Two years on from the events in Wee Free Men, Tiffany Aching is ready for her witch training. With uncomfortable new boots on her feet, and her First, Second and Third Thoughts in her head she leaves her home on The Chalk to be apprenticed to a Miss Level in the mountains, a witch who has more than a split personality. Tiffany has some all-too-familiar growing up problems, like run-ins with other young witches-to-be. But she is also about to have have a big problem: the aeons-old entity that's waiting to take over her brain (and has done so to countless other brains before).
Tiffany has the help of the greatest witch in the land, Mistress Weatherwax. More dubiously, though, she's also being protected by the Nac Mac Feegle, the 6" tall, blue-skinned, red-haired, all-drinking, all-fighting all-cattle-rustling wee folk (aka Pictsies).
This report prepared by Marina Thonus
HarperCollins, Jun 2004, 16.99, 278 pp.
Eleven-year-old Tiffany Aching leaves the Chalk and her friends, the six-inch Nac Mac Feegle, to apprentice as a witch. Saying goodbye to Granny Aching was hard and departing from her Wee Free Men pals (at least her buddies when the Nac Mac Feegle are not drunk) is not easy, but service at her advanced age is expected. So though her parents are fooled as to whom she will work for, Tiffany leaves with Miss Tick to begin her training.
Unlike when she was young and immature, Tiffany as she enters adolescence has become aware of her looks. This attentiveness to her outer beauty makes her prone to attack from terrible beings. The hiver, a being that seeks out the potentially powerful by stealing control of the host's mind until the victim dies, sees Tiffany as a perfect lodging locale. The parasite begins the pre-occupation and occupation with only Nac Mac Feegle to try to rescue his young pal.
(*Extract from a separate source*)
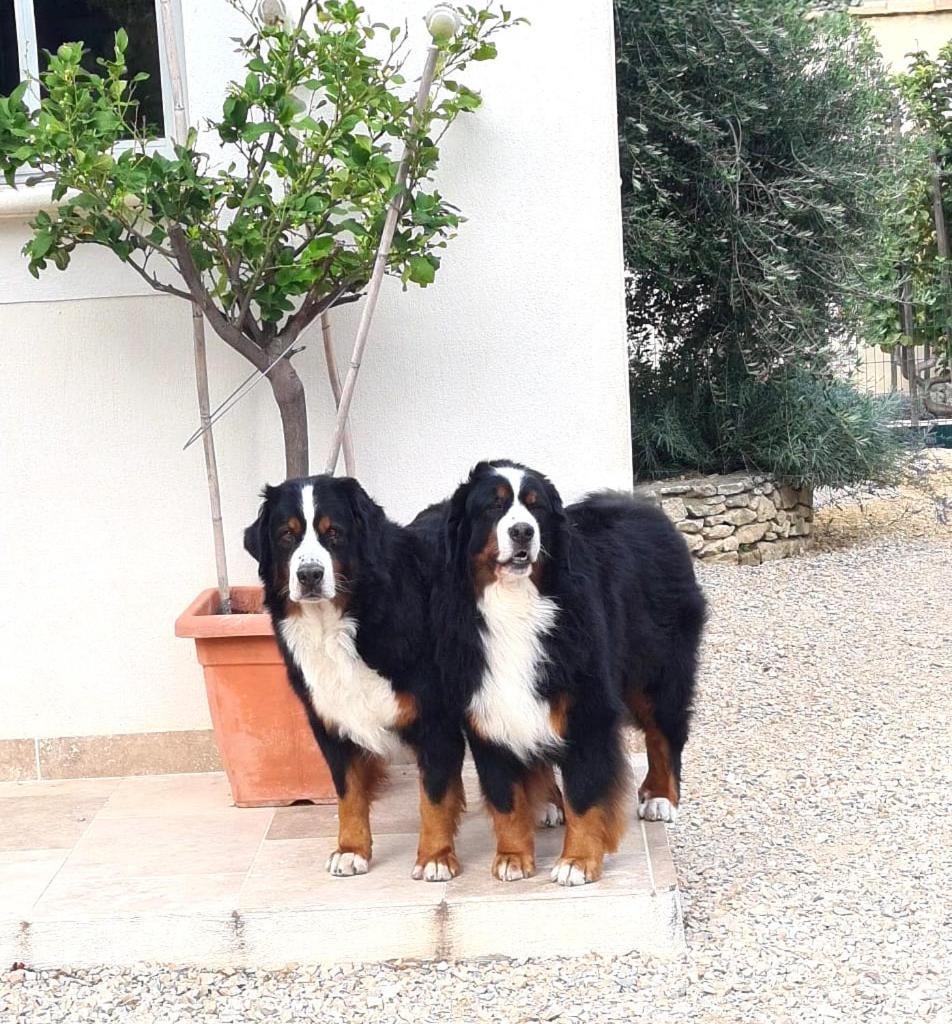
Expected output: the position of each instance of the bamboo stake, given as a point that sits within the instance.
(335, 377)
(438, 14)
(180, 133)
The story line makes it clear that to find one's full self, one must accept flaws, blemishes, and foibles; not an easy task in a youthful beauty is best society. Tiffany and Nac Mac are terrific characters though they be inane at times and the hiver is as vile a villain as there is. A HAT FULL OF SKY is amusing, but though nutty, the plot never loses sight of the key underlying message while entertaining the author's vast universe of fans.